Wild-type (WT) Salmonella typhimurium causes acute intestinal inflammation by activating the nuclear factor kappa B (NF-kappaB) pathway. Interestingly, WT Salmonella infection also causes degradation of beta-catenin, a regulator of cellular proliferation. Regulation of beta-catenin and the inhibitor of NF-kappaB, IkappaBalpha, is strikingly similar, involving phosphorylation at identical sites, ubiquitination by the same E3 ligase, and subsequent proteasomal degradation. However, how beta-catenin directly regulates the NF-kappaB pathway during bacteria-induced inflammation in vivo is unknown. Using streptomycin-pretreated mice challenged with Salmonella, we demonstrated that WT Salmonella stimulated beta-catenin degradation and decreased the physical association between NF-kappaB and beta-catenin. Accordingly, WT Salmonella infection decreased the expression of c-myc, a beta-catenin-regulated target gene, and increased the levels of IL-6 and TNF-alpha, the NF-kappaB-regulated target genes. Bacterial infection directly stimulated phosphorylation of beta-catenin, both in vivo and in vitro. Closer examination revealed that glycogen synthase kinase 3beta (GSK-3beta) kinase activity was increased in response to WT Salmonella, whereas non-virulent Salmonella had no effect. siRNA of GSK-3beta was able to stabilize IkappaBalpha in response to WT Salmonella. Pretreatment for 24 h with LiCl, an inhibitor of GSK-3beta, reduced WT Salmonella induced IL-8 secretion. Additionally, cells expressing constitutively active beta-catenin showed IkappaBalpha stabilization and inhibition of NF-kappaB activity not only after WT Salmonella infection but also after commensal bacteria (Escherichia coli F18) and TNF-alpha treatment. This study suggests a new role for beta-catenin as a negative regulator of inflammation.

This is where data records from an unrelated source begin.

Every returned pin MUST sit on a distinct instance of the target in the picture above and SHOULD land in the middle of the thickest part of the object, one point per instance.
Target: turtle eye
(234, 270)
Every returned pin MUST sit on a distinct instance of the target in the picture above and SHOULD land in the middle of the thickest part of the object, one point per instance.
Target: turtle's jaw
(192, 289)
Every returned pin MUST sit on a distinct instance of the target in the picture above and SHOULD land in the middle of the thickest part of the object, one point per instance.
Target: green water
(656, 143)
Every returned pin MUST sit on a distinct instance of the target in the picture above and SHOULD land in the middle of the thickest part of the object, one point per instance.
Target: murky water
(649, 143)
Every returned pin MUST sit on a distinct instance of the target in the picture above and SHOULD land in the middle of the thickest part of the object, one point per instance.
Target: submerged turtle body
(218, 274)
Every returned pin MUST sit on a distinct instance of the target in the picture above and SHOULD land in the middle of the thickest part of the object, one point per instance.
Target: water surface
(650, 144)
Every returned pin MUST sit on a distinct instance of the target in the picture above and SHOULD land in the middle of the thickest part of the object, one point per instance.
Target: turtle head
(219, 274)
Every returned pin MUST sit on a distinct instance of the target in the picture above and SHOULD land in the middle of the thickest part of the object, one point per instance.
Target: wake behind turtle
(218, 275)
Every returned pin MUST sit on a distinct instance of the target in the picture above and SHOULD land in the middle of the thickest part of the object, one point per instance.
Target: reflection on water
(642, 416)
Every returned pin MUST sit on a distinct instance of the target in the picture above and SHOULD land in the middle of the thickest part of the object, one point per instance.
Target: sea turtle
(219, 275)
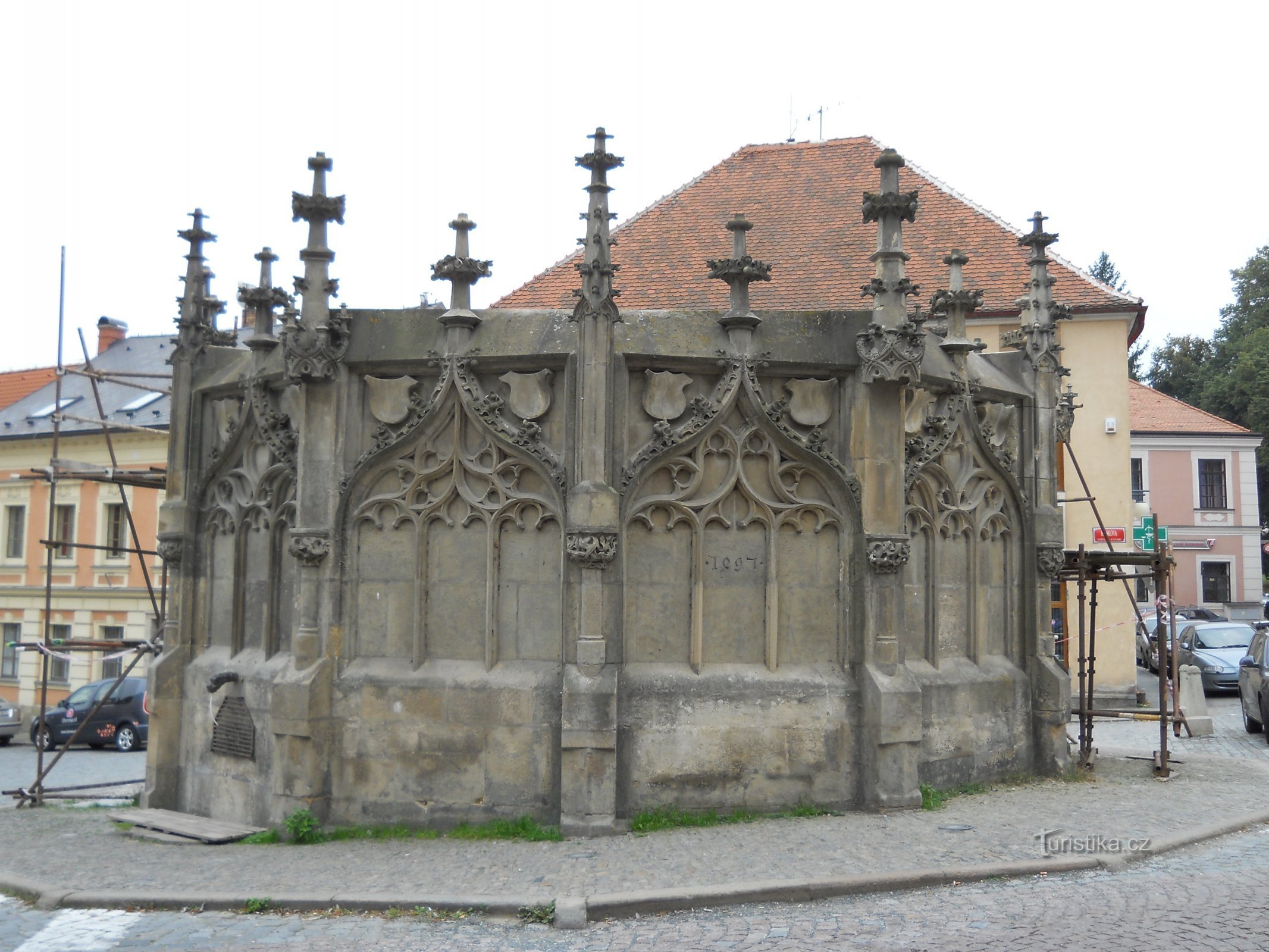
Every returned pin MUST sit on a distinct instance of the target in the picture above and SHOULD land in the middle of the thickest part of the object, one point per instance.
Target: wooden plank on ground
(201, 828)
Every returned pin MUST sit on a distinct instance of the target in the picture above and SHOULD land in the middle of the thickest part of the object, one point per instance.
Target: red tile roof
(14, 385)
(1151, 412)
(805, 202)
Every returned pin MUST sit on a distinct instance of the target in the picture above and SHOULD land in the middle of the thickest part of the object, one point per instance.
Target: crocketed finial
(597, 267)
(739, 272)
(318, 210)
(1037, 337)
(461, 271)
(894, 345)
(956, 302)
(262, 300)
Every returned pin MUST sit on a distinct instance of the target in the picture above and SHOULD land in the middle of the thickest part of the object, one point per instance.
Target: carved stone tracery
(315, 355)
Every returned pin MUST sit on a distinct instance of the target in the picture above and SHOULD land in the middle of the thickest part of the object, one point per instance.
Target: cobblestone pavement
(1229, 740)
(1003, 826)
(79, 766)
(1208, 898)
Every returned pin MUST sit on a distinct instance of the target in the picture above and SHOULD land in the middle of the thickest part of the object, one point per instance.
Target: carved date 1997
(732, 564)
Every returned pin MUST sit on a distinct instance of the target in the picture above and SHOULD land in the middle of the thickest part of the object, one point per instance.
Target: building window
(64, 531)
(59, 668)
(1211, 484)
(14, 531)
(1142, 591)
(1216, 582)
(112, 667)
(9, 659)
(116, 528)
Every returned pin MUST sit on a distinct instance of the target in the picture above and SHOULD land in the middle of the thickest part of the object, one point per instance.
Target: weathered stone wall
(456, 565)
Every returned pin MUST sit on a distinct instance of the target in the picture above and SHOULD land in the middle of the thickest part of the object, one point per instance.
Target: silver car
(1216, 649)
(11, 720)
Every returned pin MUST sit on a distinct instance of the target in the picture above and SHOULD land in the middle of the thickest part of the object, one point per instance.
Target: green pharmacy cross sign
(1146, 535)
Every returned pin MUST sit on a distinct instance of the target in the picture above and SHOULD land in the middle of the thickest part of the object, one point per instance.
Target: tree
(1135, 355)
(1180, 368)
(1240, 352)
(1104, 271)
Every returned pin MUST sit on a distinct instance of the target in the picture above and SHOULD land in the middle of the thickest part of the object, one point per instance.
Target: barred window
(9, 657)
(59, 668)
(1216, 582)
(115, 531)
(64, 531)
(1211, 484)
(14, 531)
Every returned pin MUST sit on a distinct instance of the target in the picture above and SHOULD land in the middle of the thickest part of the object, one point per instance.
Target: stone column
(891, 349)
(178, 524)
(312, 352)
(588, 737)
(1042, 368)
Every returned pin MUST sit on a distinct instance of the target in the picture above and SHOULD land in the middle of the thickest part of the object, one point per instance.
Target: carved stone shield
(390, 397)
(531, 393)
(811, 400)
(663, 395)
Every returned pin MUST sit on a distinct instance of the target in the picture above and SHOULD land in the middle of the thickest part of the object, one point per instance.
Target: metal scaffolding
(58, 470)
(1086, 568)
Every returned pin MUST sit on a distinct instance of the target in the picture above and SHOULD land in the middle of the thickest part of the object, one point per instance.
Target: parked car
(122, 721)
(11, 722)
(1216, 649)
(1148, 655)
(1254, 683)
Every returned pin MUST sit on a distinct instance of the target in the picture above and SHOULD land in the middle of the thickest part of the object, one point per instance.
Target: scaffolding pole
(36, 794)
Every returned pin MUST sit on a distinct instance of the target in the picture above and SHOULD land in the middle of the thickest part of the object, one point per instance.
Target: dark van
(122, 721)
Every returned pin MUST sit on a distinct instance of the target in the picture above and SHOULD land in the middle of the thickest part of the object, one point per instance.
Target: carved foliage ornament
(888, 555)
(455, 471)
(274, 425)
(590, 549)
(1050, 560)
(879, 203)
(170, 550)
(956, 496)
(930, 421)
(1066, 408)
(309, 547)
(998, 423)
(315, 355)
(891, 353)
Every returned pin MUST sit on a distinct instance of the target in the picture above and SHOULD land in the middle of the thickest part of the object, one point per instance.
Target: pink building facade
(1198, 474)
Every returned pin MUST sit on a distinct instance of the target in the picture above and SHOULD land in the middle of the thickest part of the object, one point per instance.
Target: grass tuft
(537, 915)
(380, 833)
(524, 828)
(262, 838)
(673, 816)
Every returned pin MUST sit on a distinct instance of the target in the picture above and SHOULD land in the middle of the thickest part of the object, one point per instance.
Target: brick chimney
(108, 330)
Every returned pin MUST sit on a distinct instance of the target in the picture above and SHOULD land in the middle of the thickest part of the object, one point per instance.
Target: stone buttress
(442, 565)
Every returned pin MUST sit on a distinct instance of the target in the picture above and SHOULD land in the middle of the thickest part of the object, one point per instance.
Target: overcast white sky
(1139, 129)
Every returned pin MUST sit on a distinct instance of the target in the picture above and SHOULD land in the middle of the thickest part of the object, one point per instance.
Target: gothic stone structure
(438, 566)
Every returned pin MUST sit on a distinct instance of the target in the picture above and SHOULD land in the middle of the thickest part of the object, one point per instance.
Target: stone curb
(576, 912)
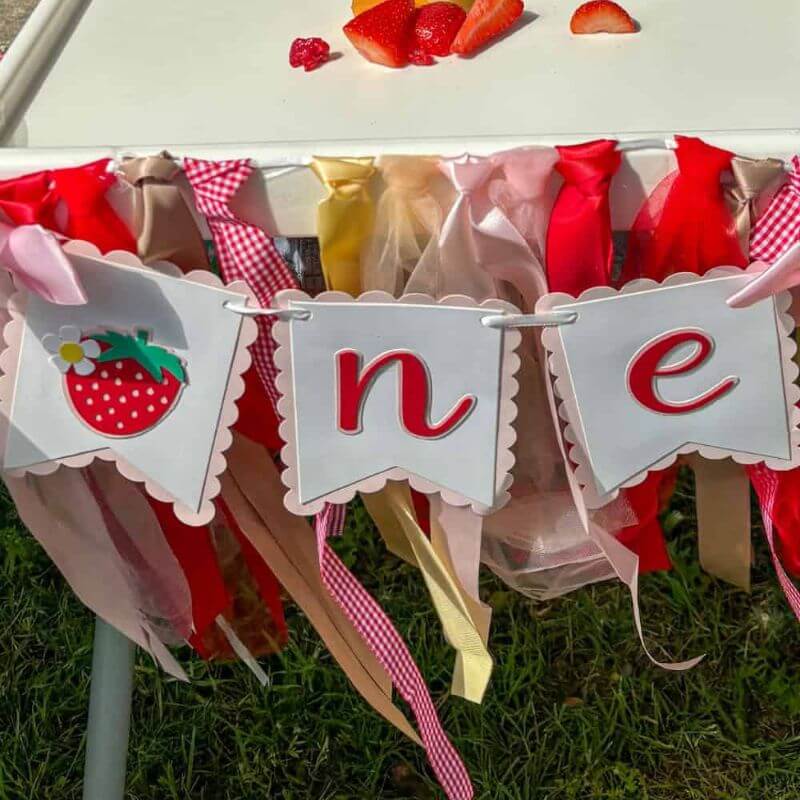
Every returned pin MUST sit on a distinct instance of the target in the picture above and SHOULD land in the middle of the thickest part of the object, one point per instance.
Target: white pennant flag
(655, 370)
(379, 389)
(146, 374)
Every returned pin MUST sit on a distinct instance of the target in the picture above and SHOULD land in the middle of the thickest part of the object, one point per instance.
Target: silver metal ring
(547, 319)
(283, 314)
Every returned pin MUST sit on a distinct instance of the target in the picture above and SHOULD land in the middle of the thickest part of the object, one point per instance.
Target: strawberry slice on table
(602, 16)
(133, 386)
(486, 20)
(382, 34)
(436, 26)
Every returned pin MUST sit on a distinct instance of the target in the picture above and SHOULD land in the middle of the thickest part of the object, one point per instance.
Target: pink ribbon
(34, 256)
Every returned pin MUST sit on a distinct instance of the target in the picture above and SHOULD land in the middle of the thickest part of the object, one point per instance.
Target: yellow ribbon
(344, 219)
(344, 224)
(392, 511)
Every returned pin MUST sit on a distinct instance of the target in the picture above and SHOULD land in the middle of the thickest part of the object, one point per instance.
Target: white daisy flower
(69, 351)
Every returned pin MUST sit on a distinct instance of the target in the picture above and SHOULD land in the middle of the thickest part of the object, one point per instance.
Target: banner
(654, 370)
(380, 389)
(145, 374)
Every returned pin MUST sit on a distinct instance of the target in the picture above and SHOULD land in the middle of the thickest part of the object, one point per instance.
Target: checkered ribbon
(245, 252)
(765, 483)
(389, 648)
(779, 227)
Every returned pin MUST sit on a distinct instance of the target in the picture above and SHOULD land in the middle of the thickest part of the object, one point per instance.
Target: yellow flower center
(71, 352)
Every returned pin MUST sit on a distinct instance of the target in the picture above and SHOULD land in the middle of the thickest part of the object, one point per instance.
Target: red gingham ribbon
(245, 251)
(779, 227)
(389, 648)
(766, 485)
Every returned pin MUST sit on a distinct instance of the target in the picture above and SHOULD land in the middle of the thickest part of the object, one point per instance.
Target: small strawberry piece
(309, 53)
(601, 16)
(419, 58)
(486, 20)
(133, 387)
(382, 34)
(436, 26)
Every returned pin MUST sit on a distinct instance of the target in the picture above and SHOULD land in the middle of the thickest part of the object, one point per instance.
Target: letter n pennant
(654, 370)
(379, 389)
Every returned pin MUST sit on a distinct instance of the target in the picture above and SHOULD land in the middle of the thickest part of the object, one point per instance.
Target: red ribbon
(685, 225)
(82, 190)
(73, 202)
(580, 255)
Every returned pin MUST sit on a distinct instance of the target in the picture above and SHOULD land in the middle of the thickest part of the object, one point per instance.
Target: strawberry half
(382, 33)
(436, 26)
(486, 20)
(601, 16)
(133, 387)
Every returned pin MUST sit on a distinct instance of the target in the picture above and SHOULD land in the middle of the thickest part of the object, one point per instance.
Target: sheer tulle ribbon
(344, 219)
(408, 214)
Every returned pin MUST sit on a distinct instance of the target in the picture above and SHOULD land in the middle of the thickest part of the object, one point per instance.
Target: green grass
(574, 709)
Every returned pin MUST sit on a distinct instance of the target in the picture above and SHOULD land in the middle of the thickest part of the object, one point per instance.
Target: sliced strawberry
(309, 53)
(486, 20)
(601, 16)
(382, 34)
(436, 26)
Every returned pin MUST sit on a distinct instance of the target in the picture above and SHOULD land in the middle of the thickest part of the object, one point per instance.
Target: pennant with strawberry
(150, 370)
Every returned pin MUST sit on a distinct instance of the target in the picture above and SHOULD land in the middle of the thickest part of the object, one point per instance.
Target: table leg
(109, 714)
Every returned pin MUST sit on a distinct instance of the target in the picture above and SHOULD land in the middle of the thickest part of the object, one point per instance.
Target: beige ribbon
(254, 494)
(751, 178)
(722, 492)
(166, 228)
(392, 511)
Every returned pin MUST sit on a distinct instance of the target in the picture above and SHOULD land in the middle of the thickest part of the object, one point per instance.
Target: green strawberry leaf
(156, 360)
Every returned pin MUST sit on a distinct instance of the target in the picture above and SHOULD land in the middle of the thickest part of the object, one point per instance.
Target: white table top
(102, 78)
(155, 72)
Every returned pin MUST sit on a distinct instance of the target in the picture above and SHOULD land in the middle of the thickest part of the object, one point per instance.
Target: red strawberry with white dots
(133, 386)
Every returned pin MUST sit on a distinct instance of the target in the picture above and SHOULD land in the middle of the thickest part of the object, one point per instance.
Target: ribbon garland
(487, 244)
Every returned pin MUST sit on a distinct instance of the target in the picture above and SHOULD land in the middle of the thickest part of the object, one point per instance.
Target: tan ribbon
(166, 228)
(254, 494)
(751, 178)
(722, 492)
(392, 511)
(344, 219)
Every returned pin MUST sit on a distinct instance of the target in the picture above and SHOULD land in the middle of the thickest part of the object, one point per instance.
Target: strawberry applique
(131, 386)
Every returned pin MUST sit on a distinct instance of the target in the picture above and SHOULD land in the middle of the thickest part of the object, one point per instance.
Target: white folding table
(110, 78)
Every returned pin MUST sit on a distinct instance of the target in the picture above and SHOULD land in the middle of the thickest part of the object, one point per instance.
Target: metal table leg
(109, 714)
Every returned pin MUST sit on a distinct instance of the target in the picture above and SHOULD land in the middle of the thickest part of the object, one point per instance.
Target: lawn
(574, 709)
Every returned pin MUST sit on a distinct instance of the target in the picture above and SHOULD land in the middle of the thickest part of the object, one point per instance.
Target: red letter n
(414, 390)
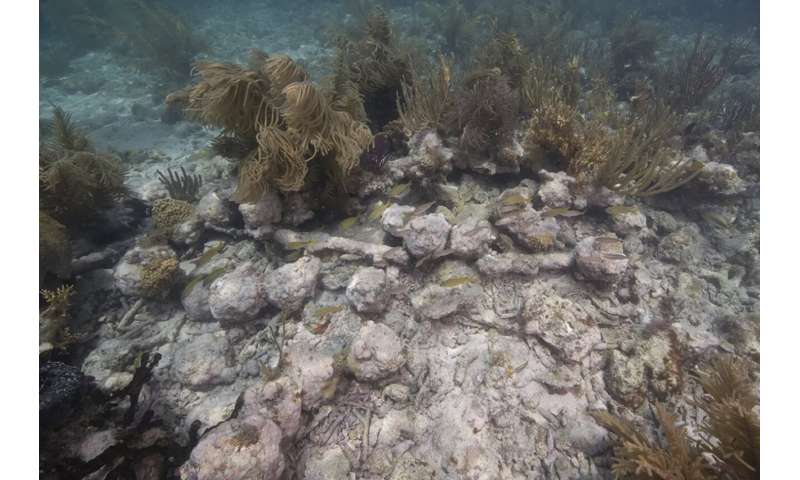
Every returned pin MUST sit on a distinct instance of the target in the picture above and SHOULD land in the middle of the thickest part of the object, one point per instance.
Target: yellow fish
(515, 199)
(347, 223)
(325, 311)
(376, 212)
(561, 212)
(399, 189)
(457, 281)
(300, 244)
(621, 210)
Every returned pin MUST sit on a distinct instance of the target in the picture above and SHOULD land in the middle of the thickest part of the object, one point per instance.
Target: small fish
(457, 281)
(442, 253)
(515, 199)
(320, 327)
(330, 310)
(509, 209)
(561, 212)
(300, 244)
(347, 223)
(294, 256)
(376, 212)
(422, 209)
(506, 241)
(399, 189)
(608, 242)
(621, 210)
(717, 219)
(267, 374)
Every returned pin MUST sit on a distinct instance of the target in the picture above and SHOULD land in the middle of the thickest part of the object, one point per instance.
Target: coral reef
(290, 120)
(480, 225)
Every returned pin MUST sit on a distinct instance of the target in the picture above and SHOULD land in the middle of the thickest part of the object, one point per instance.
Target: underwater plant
(458, 26)
(53, 331)
(181, 186)
(55, 255)
(485, 112)
(635, 158)
(692, 76)
(291, 122)
(633, 44)
(158, 277)
(731, 430)
(425, 100)
(167, 213)
(377, 66)
(636, 456)
(145, 30)
(551, 94)
(505, 52)
(730, 434)
(74, 181)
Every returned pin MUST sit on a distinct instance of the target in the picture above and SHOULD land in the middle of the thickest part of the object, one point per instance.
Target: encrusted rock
(215, 211)
(471, 238)
(624, 378)
(627, 220)
(498, 264)
(128, 273)
(601, 259)
(562, 325)
(188, 232)
(720, 179)
(202, 363)
(258, 217)
(376, 353)
(556, 190)
(247, 448)
(436, 302)
(290, 285)
(426, 234)
(517, 217)
(368, 290)
(653, 366)
(279, 400)
(679, 247)
(331, 464)
(427, 154)
(316, 376)
(379, 254)
(238, 296)
(296, 209)
(394, 218)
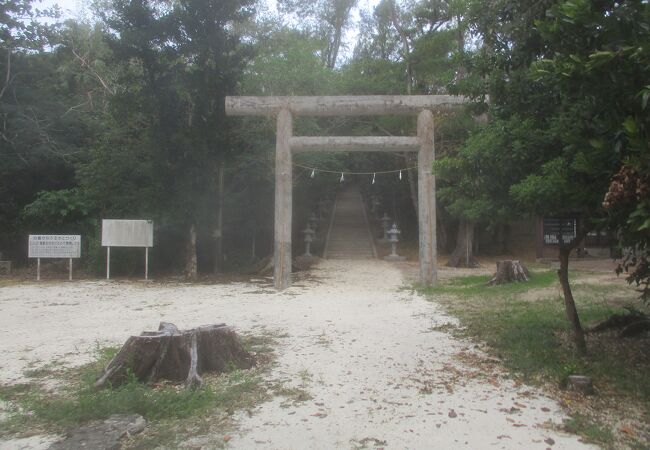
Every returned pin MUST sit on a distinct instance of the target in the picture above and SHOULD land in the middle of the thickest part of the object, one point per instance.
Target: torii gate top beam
(342, 105)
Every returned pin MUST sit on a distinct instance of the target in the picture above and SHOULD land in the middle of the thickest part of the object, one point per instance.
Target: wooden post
(283, 201)
(427, 200)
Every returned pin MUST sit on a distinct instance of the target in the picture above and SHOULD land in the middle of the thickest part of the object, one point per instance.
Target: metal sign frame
(127, 233)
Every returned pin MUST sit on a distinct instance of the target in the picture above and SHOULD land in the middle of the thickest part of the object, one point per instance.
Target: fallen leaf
(627, 430)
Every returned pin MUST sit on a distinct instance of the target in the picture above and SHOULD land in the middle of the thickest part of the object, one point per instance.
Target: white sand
(364, 349)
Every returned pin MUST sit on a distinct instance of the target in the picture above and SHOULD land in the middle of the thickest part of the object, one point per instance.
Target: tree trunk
(176, 355)
(191, 269)
(441, 231)
(463, 255)
(569, 303)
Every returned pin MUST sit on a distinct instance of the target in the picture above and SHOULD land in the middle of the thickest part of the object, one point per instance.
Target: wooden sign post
(285, 108)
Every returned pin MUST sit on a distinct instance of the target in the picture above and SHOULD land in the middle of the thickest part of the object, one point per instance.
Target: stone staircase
(349, 235)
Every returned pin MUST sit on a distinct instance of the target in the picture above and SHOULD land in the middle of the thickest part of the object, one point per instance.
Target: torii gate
(365, 105)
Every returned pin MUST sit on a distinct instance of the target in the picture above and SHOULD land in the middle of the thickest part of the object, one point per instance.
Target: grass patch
(476, 285)
(165, 406)
(526, 326)
(589, 430)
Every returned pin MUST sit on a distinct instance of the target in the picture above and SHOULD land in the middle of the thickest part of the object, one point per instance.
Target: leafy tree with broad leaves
(564, 82)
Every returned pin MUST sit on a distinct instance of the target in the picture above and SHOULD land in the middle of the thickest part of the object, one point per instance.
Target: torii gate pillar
(427, 200)
(283, 201)
(286, 144)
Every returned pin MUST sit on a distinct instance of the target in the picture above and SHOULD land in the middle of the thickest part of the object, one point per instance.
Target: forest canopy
(121, 115)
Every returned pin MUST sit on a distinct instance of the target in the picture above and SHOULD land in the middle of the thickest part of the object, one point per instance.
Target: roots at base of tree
(176, 355)
(509, 272)
(632, 324)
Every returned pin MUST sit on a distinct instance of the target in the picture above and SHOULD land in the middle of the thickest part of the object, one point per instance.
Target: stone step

Increased NF-kappaB activity in fibroblasts lacking the vitamin D receptor.

1,25-Dihydroxyvitamin D [1,25(OH)2D3] is known to have anti-inflammatory activity; however, the molecular mechanism remains poorly defined. Here we show that the nuclear vitamin D receptor (VDR) is directly involved in the regulation of NF-kappaB activation, a pathway essential for inflammatory response. In mouse embryonic fibroblasts (MEFs) derived from VDR-/- mice, the basal level of kappaB inhibitor (IkappaB) alpha protein was markedly decreased compared with VDR+/- MEFs; however, degradation of IkappaBalpha and its phosphorylation in response to TNF-alpha treatment or Salmonella infection were not altered in VDR-/- cells, neither were the levels of IkappaB kinase-alpha and IkappaB kinase-beta proteins. Consistent with IkappaBalpha reduction, p65 accumulation in the nucleus was markedly increased in unstimulated VDR-/- cells. In addition, the physical interaction between VDR and p65 was absent in VDR-/- MEFs, which may free p65 and increase its activity. Consequently, these alterations combined led to a marked increase in nuclear p65 DNA binding and NF-kappaB transcriptional activity; consistently, induction of IL-6 by TNF-alpha or IL-1beta was much more robust in VDR-/- than in VDR+/- cells, indicating that VDR-/- cells are more susceptible to inflammatory stimulation. Therefore, cells lacking VDR appear to be more proinflammatory due to the intrinsic high NF-kappaB activity. The reduction of IkappaBalpha in VDR-/- MEFs may be partially explained by the lack of VDR-mediated stabilization of IkappaBalpha by 1,25(OH)2D3. This is supported by the observation that IkappaBalpha degradation induced by TNF-alpha was inhibited by 1,25(OH)2D3 in VDR+/- cells, but not in VDR-/- cells. Taken together, these data suggest that VDR plays an inhibitory role in the regulation of NF-kappaB activation.